Molecular: detecção do KDNA do parasito pela Reação em cadeia da polimerase (PCR).
TRATAMENTO
BENZONIDAZOL E NIFURTIMOX
O tratamento quimioterápico é indicado tanto na fase aguda como na crônica, sendo baseado em duas drogas, o Nifurtimox em alguns países da América Latina e no Brasil Benzonidazol o único fármaco atualmente liberado pela ANVISA. No entanto, estudos clínicos e experimentais enfatizam sua maior eficácia na fase aguda, pois o mesmo atua diretamente no parasito. A administração da dose oral é determinada pelo peso e pela altura (IMC) variando entre crianças e adultos.
EPIDEMIOLOGIA
POPULAÇÕES DE RISCO
População que vive em zonas tropicais e áreas de floresta; contato com os vetores no ambiente peridomicíliar contendo focos de transmissão (vetores); ingesta alimentar contendo formas do parasito in natura; indivíduos que habitam moradias precárias (casas de pau a pique/taipa); faixas etárias diversificada pelo habito hematofágico dos vetores (crianças recém nascidas a idosos).
IMUNOLOGIA
ASPECTOS IMUNOPATÓLOGICOS DA FASE CRÔNICA ASSINTOMÁTICA OU INDETERMINADA
A infecção pelo T. cruzi em hospedeiros vertebrados promove a ativação e o desenvolvimento de reações imunopatológicas cruciais, ativando e recrutando uma diversidade de subpopulações do sistema imune incluídos macrófagos, linfócitos B, linfócitos T CD4+, CD8+, células NK, moléculas protéicas e enzimáticas, como a via alternativa do complemento (C’) e a secreção hepática de da proteína C reativa de fase aguda .
ILUSTRAÇÕES
Fase Aguda
Dá-se pela intensa multiplicação do parasito, tendo como consequência o surgimento dos primeiros sinais inflamatórios. Com relação ao quadro clínico da doença na fase aguda, o indivíduo pode manifestar sinais característicos variáveis febre, dor de cabeça, mal estar. Histologicamente a multiplicação do parasito no miocárdio gerar um miocardite aguda as vezes letal em alguns indivíduos. (A) infiltrado inflamatório no miocárdio ao redor de ninhos (círculo) de T.cruzi. (B) infiltrado inflamatório ao redor do rompimento da fibra muscular com formas amastigotas (seta). (C) miocardite difusa intesa.

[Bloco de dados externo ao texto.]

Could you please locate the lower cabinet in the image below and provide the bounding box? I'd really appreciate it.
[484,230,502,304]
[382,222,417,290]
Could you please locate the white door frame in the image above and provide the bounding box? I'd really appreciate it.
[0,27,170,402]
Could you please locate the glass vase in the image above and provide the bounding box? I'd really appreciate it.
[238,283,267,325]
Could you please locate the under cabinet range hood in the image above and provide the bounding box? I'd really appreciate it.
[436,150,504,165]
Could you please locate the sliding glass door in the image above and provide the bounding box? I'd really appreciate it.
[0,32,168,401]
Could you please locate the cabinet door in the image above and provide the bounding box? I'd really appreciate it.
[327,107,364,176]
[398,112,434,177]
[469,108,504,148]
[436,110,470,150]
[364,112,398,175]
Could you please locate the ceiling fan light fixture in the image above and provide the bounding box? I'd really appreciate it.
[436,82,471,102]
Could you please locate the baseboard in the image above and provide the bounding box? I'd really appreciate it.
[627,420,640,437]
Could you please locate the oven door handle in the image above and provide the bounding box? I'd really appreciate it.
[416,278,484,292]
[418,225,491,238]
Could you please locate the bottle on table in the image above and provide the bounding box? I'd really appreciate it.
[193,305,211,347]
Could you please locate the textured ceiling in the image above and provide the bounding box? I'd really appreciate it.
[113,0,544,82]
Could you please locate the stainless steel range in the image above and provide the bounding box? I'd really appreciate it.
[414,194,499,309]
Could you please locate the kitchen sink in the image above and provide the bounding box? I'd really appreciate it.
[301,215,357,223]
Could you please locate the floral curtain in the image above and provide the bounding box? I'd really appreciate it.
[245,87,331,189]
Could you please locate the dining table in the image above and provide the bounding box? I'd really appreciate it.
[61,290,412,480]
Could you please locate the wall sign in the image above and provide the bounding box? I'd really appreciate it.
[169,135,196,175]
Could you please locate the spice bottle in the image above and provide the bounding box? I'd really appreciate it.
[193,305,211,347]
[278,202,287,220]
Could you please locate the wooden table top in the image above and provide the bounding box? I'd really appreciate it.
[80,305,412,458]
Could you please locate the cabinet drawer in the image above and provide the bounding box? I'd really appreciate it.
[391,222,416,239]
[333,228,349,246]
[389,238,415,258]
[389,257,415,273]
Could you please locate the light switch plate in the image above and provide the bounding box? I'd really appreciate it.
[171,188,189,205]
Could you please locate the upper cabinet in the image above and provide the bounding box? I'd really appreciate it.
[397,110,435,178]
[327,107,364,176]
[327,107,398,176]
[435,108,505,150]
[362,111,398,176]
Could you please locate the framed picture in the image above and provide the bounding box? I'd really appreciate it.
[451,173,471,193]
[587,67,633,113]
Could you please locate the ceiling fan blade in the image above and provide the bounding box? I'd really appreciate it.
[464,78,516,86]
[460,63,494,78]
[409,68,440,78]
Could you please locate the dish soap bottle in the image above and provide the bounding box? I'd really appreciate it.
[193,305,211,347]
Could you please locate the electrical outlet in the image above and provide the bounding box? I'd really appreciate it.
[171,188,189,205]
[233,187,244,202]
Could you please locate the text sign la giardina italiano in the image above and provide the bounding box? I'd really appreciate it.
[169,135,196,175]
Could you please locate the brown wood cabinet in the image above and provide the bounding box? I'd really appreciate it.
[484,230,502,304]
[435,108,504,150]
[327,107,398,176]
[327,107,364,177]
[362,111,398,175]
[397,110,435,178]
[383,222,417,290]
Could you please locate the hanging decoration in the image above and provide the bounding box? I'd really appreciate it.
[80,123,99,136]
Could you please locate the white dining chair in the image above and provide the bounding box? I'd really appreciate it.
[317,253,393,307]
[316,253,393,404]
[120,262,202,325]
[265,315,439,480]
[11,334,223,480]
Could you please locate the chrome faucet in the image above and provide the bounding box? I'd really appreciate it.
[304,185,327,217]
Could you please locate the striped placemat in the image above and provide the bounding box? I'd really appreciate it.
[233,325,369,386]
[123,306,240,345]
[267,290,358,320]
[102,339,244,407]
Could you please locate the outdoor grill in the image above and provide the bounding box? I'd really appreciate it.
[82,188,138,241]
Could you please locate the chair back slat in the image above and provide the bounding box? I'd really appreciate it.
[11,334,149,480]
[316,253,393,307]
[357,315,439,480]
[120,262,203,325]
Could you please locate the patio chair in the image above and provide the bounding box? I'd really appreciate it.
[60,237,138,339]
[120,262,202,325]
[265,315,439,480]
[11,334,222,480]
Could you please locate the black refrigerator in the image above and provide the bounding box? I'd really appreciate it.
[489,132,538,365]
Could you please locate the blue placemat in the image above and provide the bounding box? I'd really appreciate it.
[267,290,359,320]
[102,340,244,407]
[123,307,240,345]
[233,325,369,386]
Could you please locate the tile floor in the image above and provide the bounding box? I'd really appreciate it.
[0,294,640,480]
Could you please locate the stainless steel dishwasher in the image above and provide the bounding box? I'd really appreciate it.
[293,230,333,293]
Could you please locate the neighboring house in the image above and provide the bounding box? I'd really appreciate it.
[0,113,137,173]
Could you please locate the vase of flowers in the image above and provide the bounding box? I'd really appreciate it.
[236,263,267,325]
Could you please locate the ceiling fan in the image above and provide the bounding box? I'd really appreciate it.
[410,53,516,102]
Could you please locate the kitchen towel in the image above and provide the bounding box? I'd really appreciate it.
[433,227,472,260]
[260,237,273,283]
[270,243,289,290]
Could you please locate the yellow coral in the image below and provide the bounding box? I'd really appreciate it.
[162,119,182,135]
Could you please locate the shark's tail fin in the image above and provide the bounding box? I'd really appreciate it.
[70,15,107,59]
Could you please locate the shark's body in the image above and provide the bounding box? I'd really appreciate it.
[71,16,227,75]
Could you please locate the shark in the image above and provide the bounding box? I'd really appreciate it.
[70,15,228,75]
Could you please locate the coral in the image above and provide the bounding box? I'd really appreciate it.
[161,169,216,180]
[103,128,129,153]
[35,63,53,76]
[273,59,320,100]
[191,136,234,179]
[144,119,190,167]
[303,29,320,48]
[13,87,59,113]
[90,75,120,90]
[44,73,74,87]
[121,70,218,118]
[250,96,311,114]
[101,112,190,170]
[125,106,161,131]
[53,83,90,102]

Fase Crônica Assintomática ou Indeterminada
Em relação ao estudo histopatológico, os orgãos alvos apresentam discretas lesões com processo de desnervação contínuo.
Fase Crônica Sintomática
Apresenta-se de três formas: cardíaca, digestiva e mista. Nesta fase, predominam os infiltrados necrótico-inflamatórios que são responsáveis pela geração das formas prevalentes de esofagopatia (megaesôfago), colopatias (megacolon) e a cardiopatia crônica chagásica (CCC) predominante e com risco de morte após a terceira a quarta década pós-infecção. Observa-se progressiva e crescente deposição de fibrose (colágeno) responsável pela substituição das áreas funcionais nos tecidos musculares (A, B e C).